Don Héctor explica que en la educación escolarizada veían imposiciones e influencias de mil formas en su personalidad, de manera que quisieron ser selectivos en qué ofrecerles para que aflorara su verdadera individualidad, sus talentos reales, sin manipulación alguna. Ante el señalamiento que era mantenerlos en una burbuja, aislados de la sociedad, Doña Laura señala que se encargaron de enseñarles realmente cómo era la vida y qué se iban a encontrar afuera de la burbuja.
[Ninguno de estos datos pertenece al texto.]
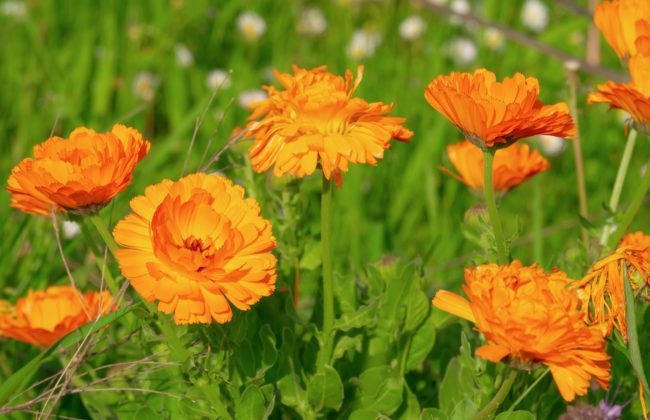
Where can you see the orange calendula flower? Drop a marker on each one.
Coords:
(530, 316)
(511, 166)
(45, 316)
(314, 119)
(80, 174)
(623, 23)
(603, 288)
(496, 114)
(196, 245)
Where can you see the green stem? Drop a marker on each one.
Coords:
(635, 205)
(620, 179)
(498, 398)
(488, 190)
(328, 289)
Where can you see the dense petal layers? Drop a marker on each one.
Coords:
(45, 316)
(315, 120)
(79, 174)
(532, 317)
(197, 246)
(603, 288)
(511, 166)
(495, 114)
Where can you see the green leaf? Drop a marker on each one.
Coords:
(325, 390)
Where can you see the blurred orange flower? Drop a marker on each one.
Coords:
(80, 174)
(623, 24)
(511, 166)
(496, 114)
(195, 245)
(531, 317)
(603, 288)
(45, 316)
(315, 119)
(633, 97)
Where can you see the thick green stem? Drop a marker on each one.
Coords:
(618, 184)
(328, 287)
(495, 221)
(498, 398)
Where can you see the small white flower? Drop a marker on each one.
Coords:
(312, 22)
(494, 39)
(184, 57)
(551, 145)
(462, 50)
(412, 28)
(70, 229)
(218, 79)
(249, 97)
(363, 44)
(144, 86)
(251, 25)
(534, 15)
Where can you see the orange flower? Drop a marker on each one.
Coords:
(603, 288)
(46, 316)
(315, 119)
(511, 166)
(496, 114)
(633, 97)
(80, 174)
(531, 317)
(195, 245)
(622, 23)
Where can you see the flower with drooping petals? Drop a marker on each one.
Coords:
(197, 246)
(496, 114)
(45, 316)
(623, 23)
(530, 316)
(80, 174)
(511, 166)
(603, 288)
(315, 119)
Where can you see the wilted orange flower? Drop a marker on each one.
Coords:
(195, 245)
(531, 317)
(496, 114)
(622, 23)
(511, 166)
(45, 316)
(80, 174)
(315, 119)
(603, 288)
(633, 97)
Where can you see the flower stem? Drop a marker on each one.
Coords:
(488, 190)
(498, 398)
(618, 184)
(328, 289)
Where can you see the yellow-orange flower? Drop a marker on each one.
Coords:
(511, 166)
(195, 245)
(531, 317)
(623, 23)
(496, 114)
(45, 316)
(633, 97)
(80, 174)
(603, 288)
(314, 119)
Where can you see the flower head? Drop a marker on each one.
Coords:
(496, 114)
(45, 316)
(197, 246)
(80, 174)
(511, 166)
(315, 119)
(530, 316)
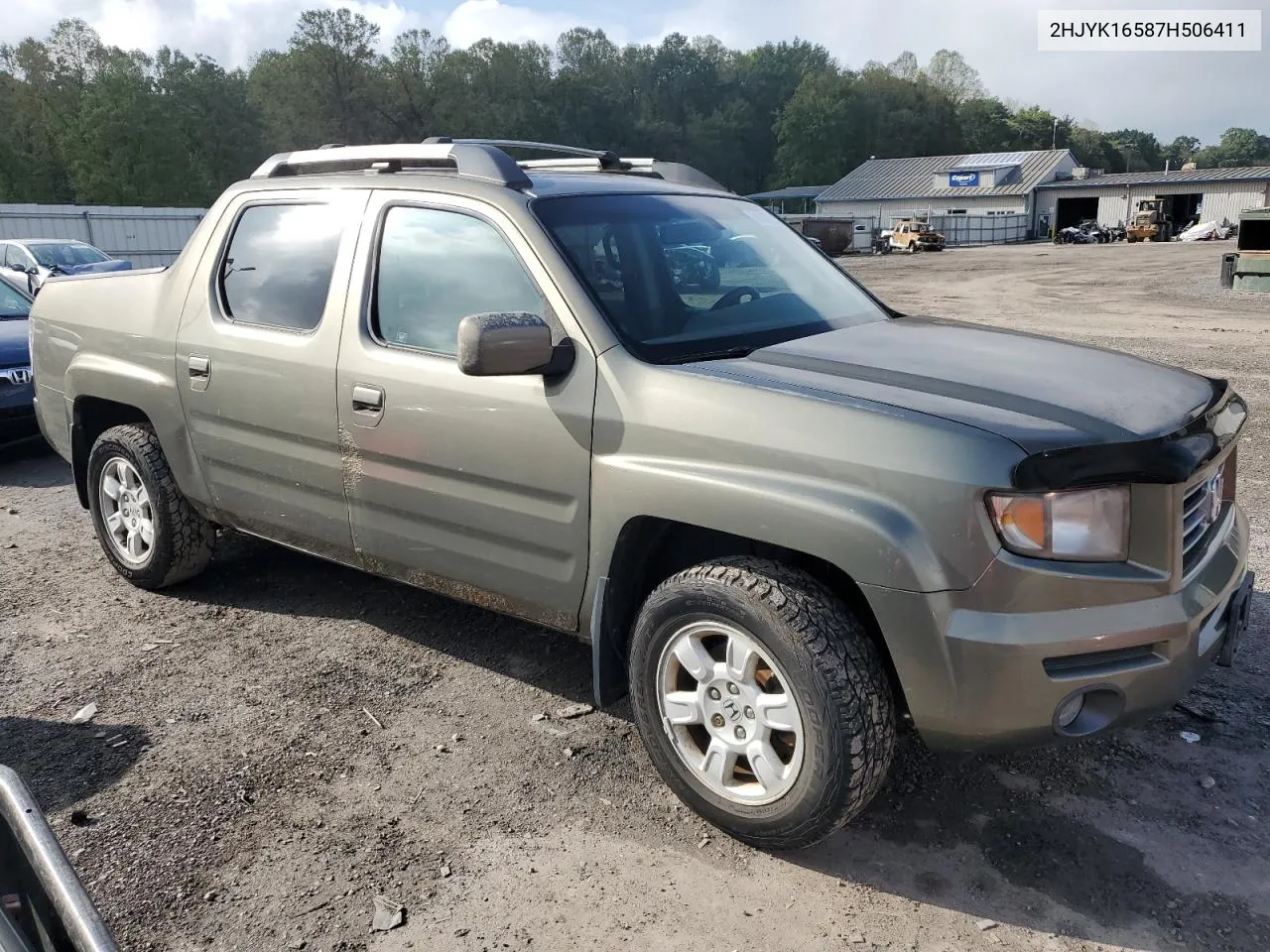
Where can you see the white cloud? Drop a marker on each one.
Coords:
(229, 31)
(1169, 94)
(509, 23)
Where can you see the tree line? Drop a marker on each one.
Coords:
(90, 123)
Contrario a lo que pareciera, no eran un matrimonio con recursos económicos abundantes, antes bien eran limitados. Ambos aportaban al sustento del hogar, él mediante una empresa de construcción y ella a través de un taller de costura, pero destinando todos los días cinco horas para la formación de sus hijos. No pensaron en trabajar de sol a sol para pagarles a sus hijos lo mejor; decidieron dárselos ellos mismos y centrarse en desarrollar a cada uno de los once, lográndolo con creces.

Recuerda Isaac que en su casa no había televisión y que las noches de familia consistían en sentarse en el salón a platicar y a “escuchar a Bach, a Vivaldi…”. Quizá bajo las manipulaciones que señala su papá, hubiera aspirado a ser futbolista o a estudiar la carrera universitaria de moda, pero su verdadera individualidad le movió hacia el ballet clásico, algo quizá impensable en el esquema social normal. Obedeció a su talento y a sus aspiraciones verdaderamente personales. Y es el mejor del mundo.

El caso resulta por demás aleccionador: para el sistema educativo que no alcanza los frutos de este sistema casero; para nosotros como padres que cada vez dedicamos menos tiempo a nuestros hijos bajo el lema de ‘tiempo de calidad’; y para los que queremos formar un verdadero principio de individuación. “Nunca sentí que me hiciera falta nada, tuve una infancia muy feliz, y no recuerdo haber pasado un mal día, y con eso es con lo que me quedo”, señala Isaac con esa mesura que le caracteriza.

Y aunque podríamos centrarnos en criticar a la educación que se imparte en el país, más bien debemos valorar la formación en la familia, que nadie puede sustituir. No es fácil un modelo como el platicado, pero así como Isaac Hernández desafía a la gravedad sobre el escenario, su caso de éxito como persona y bailarín, ha desafiado lo que hacemos o no en la escuela y lo que hacemos o dejamos de hacer en la familia.